Friday, 20 September 2013

Underwater Wonder World

Imagine yourself diving into the crystal-clear blue waters of the Caribbean, into that unique blue you can find nowhere else in the world. Imagine yourself exploring the sheer beauty of the coral reefs and swimming among the most colourful species of fish and other underwater organisms. Pure magic! Now go a step further and imagine suddenly finding yourself among absolutely stunning sculptures scattered on the seabed. It can only be that you have unknowingly entered a magic world... We are precisely taking you on a guided tour of that enticing and fantastic place.

Jason de Caires Taylor, an artist of English-Guyanese origin based in Cancun, Mexico, graduated in Sculpture in London and is a qualified diving instructor and underwater naturalist. He has combined his qualifications and experience to create the world’s first underwater sculpture park, off the coast of Grenada, West Indies – listed as one of the Top 25 Wonders of the World by National Geographic. Since then and particularly from 2006 onwards, he has been involved in his most recent and equally awesome project, MUSA (Museo Subaquatico de Arte), submerged off the coast of Cancun, Mexico. This is a startling collection of over 486 monumental sculptures with a two-pronged objective: on the one hand, they are meant to be a permanent underwater exhibition offering viewers an absolutely unique aspect of art.

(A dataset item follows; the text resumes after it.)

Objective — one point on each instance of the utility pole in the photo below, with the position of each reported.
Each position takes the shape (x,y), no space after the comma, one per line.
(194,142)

On the other, they aim to achieve a functional aspect, by drawing public awareness to the fragility of underwater habitats and deterring harmful action against it.

One of the most relevant and interesting features of Taylor’s works is that they have been devised to be assimilated by the ocean and foster the breeding of more coral reefs, as they are made of a special kind of pH-neutral maritime cement that welcomes microscopic organisms. These sculptures are, therefore, created to become the source and bed of living systems, thereby showing that human intervention can also be positive and life-encouraging. As a result and since they have, themselves, become living reef systems, touching them is strictly forbidden, as it would inevitably cause damage. However, snorkelers, scuba divers and tourists in glass-bottom boats are welcome and they all visit this amazing underwater installation, which has become one of the main attractions of the place.

Taylor has also become an award winner photographer, owing to his dramatic images capturing the metamorphosing effects of the ocean on his ever-changing sculptures. His works can, therefore, be said to be ephemeral, since their aspect keeps on changing with the dynamic and fluctuating environment of the ocean, making each visit to this site a unique experience.

Among his magnificent life-size sculptures, visitors can see the “Man on Fire”, a figure now completely covered with a fire-coloured coral, the “Collector of Dreams” with several in-bottled messages of peace and pro-environmental purposes, or the “Gardner of Hope”, collecting different kinds of coral formations as an underwater garden.

Further phases have been planned for this pioneering, environment-friendly project, which include the invitation of local and international artists to create their own sculptures to be installed in this museum.

This completely innovative art project is remarkable for its uniqueness and for the success achieved in terms of maritime conservation. Furthermore, Taylor’s deeply touching and inspirational art works aim to encourage a change in human behaviour towards appreciating the spectacular natural beauty of the underwater wonder world.